On HB2, a bitter but needed deal
Democratic Gov. Roy Cooper, and the leaders of the legislature’s Republican majority, House Speaker Tim Moore and Senate leader Phil Berger, along with business leaders working behind the scenes, forged a decidedly imperfect compromise Thursday: HB2 was repealed, the state retains control of rules governing multiple occupancy restrooms and showers, and there will be a moratorium on local ordinances regulating public accommodations or private employment practices (anti-discrimination laws) until December 1, 2020.
Pro-HB2 groups were opposed, having no concern about lost business or the damage to the state’s image as long as their hard-right ideology was upheld. They were thankfully in the minority. The ACLU and progressives think giving in on local ordinances and the regulation of showers and restrooms reinforced discrimination against those in the LGBT community, and they had a point. There’s no satisfaction in a deal on a discriminatory law that leaves the targets of discrimination feeling unheard and unprotected.

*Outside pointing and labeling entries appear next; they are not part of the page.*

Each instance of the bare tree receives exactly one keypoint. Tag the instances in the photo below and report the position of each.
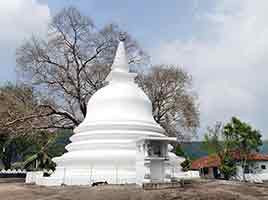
(71, 64)
(173, 100)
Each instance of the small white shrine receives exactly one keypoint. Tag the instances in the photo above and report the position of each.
(118, 141)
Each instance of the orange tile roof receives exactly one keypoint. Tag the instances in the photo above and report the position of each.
(214, 160)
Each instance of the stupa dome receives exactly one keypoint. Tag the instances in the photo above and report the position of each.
(121, 101)
(115, 140)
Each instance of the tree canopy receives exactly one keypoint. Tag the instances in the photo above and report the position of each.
(68, 66)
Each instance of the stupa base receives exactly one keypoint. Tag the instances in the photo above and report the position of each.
(88, 176)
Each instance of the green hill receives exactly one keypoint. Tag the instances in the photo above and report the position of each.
(194, 149)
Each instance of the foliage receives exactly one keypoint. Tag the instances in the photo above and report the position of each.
(228, 166)
(174, 104)
(179, 151)
(71, 64)
(245, 139)
(235, 136)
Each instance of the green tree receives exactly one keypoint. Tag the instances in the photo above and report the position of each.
(216, 142)
(72, 63)
(245, 139)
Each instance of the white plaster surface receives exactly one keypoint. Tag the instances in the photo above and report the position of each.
(103, 147)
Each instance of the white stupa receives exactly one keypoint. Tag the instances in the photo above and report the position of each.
(118, 141)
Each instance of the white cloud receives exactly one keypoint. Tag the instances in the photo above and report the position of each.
(19, 19)
(230, 68)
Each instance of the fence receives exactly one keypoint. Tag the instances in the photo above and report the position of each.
(12, 173)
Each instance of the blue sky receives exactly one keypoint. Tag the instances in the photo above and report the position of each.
(223, 44)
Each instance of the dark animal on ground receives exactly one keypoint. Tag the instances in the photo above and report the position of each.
(99, 183)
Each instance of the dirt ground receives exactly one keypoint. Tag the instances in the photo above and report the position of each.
(207, 190)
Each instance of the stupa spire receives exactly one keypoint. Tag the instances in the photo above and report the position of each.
(120, 68)
(120, 62)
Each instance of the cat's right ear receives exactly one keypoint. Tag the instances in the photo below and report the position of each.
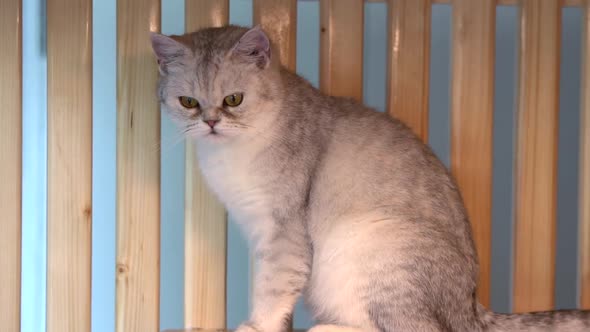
(167, 51)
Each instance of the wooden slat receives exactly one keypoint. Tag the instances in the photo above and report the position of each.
(69, 162)
(408, 63)
(138, 168)
(472, 122)
(279, 19)
(341, 48)
(566, 3)
(205, 218)
(536, 156)
(585, 168)
(10, 168)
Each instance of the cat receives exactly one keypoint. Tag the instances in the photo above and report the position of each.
(341, 203)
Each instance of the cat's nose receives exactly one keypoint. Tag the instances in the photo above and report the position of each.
(211, 123)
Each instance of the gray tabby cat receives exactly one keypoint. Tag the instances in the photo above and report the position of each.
(340, 202)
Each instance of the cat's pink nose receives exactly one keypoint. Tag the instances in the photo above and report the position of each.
(211, 123)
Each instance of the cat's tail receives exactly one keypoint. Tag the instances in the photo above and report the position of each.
(559, 320)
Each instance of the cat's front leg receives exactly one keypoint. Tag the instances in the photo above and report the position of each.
(282, 271)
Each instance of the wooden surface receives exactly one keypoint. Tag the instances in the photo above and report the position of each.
(409, 62)
(567, 3)
(10, 168)
(205, 218)
(341, 48)
(279, 19)
(584, 198)
(205, 13)
(69, 162)
(536, 156)
(472, 100)
(138, 169)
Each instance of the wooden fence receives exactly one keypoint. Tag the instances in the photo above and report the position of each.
(69, 214)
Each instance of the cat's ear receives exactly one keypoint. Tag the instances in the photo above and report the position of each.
(167, 50)
(253, 47)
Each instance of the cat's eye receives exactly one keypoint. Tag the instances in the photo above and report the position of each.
(233, 100)
(188, 102)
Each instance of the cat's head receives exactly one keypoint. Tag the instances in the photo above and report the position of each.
(216, 83)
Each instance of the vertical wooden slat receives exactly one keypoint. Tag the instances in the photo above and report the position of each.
(408, 63)
(138, 168)
(536, 156)
(341, 48)
(10, 168)
(279, 19)
(472, 121)
(69, 162)
(585, 167)
(205, 218)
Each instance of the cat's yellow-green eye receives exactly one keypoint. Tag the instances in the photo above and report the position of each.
(188, 102)
(233, 100)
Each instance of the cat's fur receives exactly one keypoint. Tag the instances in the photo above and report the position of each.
(340, 202)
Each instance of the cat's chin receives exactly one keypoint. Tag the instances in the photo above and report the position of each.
(213, 137)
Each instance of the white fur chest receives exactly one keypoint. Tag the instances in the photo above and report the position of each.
(231, 175)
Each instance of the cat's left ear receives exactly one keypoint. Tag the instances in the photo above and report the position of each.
(167, 50)
(253, 47)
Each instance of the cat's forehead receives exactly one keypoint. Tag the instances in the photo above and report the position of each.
(214, 41)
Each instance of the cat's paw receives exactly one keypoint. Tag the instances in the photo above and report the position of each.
(247, 327)
(332, 328)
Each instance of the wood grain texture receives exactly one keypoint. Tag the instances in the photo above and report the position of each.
(205, 218)
(138, 169)
(279, 19)
(566, 3)
(536, 155)
(341, 48)
(69, 163)
(11, 166)
(205, 13)
(472, 104)
(584, 198)
(408, 63)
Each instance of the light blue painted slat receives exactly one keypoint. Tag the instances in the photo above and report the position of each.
(566, 262)
(238, 261)
(507, 19)
(172, 198)
(34, 200)
(104, 151)
(375, 55)
(240, 12)
(440, 76)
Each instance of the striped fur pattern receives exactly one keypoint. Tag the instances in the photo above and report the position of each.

But this compromise was needed and, given the fear-mongering on one side and the outrage on the other, it was inevitable that any agreement would bring objections from both sides. Cooper made the deal he needed to make with Republicans. The state, already battered by the HB2 fallout was going to lose more business. And the NCAA and the Atlantic Coast Conference had made it clear that there would be no more championships played in North Carolina as long as HB2 existed.
Moore and Berger, feeling intense heat from business leaders and sensing a fading in public support for their position, needed this deal every bit as much as anyone else. The HB2 issue had become for North Carolina what the Confederate flag issue was for South Carolina, and the consequences in lost business and lost face were similar.
Make no mistake. Thanks to a hasty (one day) action to pass HB2 to overturn a Charlotte ordinance allowing transgender people to use the bathrooms of the gender with which they identify — something they’d been doing for decades anyway — North Carolina suffered huge casualties. This was a national embarrassment, courtesy of Republican leaders in the General Assembly amateurishly flexing their muscle to please their hard-right base.
Cooper might have let them continue to twist in the wind, considering that he won the governorship despite Donald Trump carrying North Carolina and McCrory’s incumbency, but he did the right thing. The state’s best interest won out. Thursday brought not a happy ending to HB2, but an ending nonetheless.